Kegelisahan Jerinx terhadap ancaman dan kerusakan lingkungan di tanah kelahirannya membuat ia dan berbagai koleganya yang terdiri dari berbagai kalangan tergabung dalam Forum Relawan Tolak Reklamasi (ForBali) terus memperjuangan tanah Bali agar tetap lestari. Ia cemas karena Bali terus di rusak hanya karena kepentingan penguasa dan pengusaha yang serakah dan menjual Bali hanya karena uang. Mongabay-Indonesia mewawancari Jerinx untuk kedua kalinya, setelah setahun sebelumnya mewawancarainya tentang kondisi lingkungan di Bali. Berikut petikannya:
Mongabay-Indonesia: Bagaimana Bli melihat kondisi lingkungan di Bali saat ini?
Jerinx: Tambah parah kondisi lingkungan di Bali saat ini. Makin banyak pembangunan hotel yang merusak lingkungan dan ancaman bencana krisis air di Bali.
Mongabay-Indonesia: Bagaimana menurut Bli terkait penangkapan empat warga di Bali yang menolak Reklamasi oleh aparat kepolisian?
Jerinx: Saya melihatnya simple saja. Penangkapan itu adalah cara penguasa dan investor untuk menakut-nakuti kami dan desa lainnya.
Mongabay-Indonesia: Bagaimana tanggapan Bli terkait pernyataan bahwa aksi Bli dan kawan-kawan aktivis lingkungan lain disebut tidak nasionalis dan merusak persatuan bangsa?
Jerinx: Gini saja sekarang, ingin nasionalisme yang rill, atau nasionalisme palsu. Kita kelihatan bersatu tapi kenyataannya kita dijajah. Kita kelihatannya baik-baik saja, tapi kita sebenarnya dijajah bangsa sendiri, dijajah asing secara tidak langsung.
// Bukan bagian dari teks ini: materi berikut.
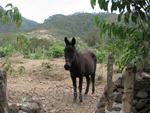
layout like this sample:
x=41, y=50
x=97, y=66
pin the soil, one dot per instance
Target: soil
x=51, y=84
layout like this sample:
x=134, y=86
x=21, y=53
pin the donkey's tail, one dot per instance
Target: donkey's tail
x=94, y=57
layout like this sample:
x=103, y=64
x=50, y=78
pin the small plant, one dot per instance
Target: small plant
x=21, y=70
x=7, y=65
x=6, y=50
x=101, y=55
x=55, y=50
Nah, sekarang mau nasionalisme yang terlihat bersatu tapi nyatanya dijajah atau nasionalisme yang dilandasi cinta kepada Negara. Secara otomatis, jika kita cinta sama Negara berarti kita tidak mau dijajah. Salah satu cara melawan penjajahan ini adalah dengan menyampaikan kebenaran. Dan itulah tugas aktivis dan LSM yaitu menyampaikan kebenaran. Seberapa buruknya kebenaran itu harus disampaikan. Ketika kebenaran itu sudah disampaikan, maka peluang untuk munculnya perubahan yang lebih baik itu sangat besar. Ketika kebenaran tidak pernah disampaikan dan opini yang dianggap riskan itu diredam terus maka kita tidak akan pernah kemana-mana dan tidak akan ada perubahan.
Mongabay-Indonesia: Bagaimana menurut Bli tekait tindakan aparat yang lebih membela penguasa dan pengusaha dibandingkan rakyat/warga Negara ?
Jerinx: Melihat kondisi arapat yang lebih membela penguasa dan pengusaha dibanding rakyat saya tidak heran sih. Sekarang saja mau menjadi polisi saja masih ada yang menyogok. Jadi selama masih menghamba pada sistem, seperti menjadi polisi harus nyogok, artinya kita sudah menyerah dengan sistem yang korup. Ketika sudah masuk sistem tersebut dan masuk dengan cara menyerah otomatis ketika bekerja akan masuk juga ke sistem yang korup tersebut. Nah kalau dikembalikan kenapa polisi di Indonesia lebih memihak penguasa dan investor ketimbang rakyat? Karena dari awal mereka juga membela budaya korup.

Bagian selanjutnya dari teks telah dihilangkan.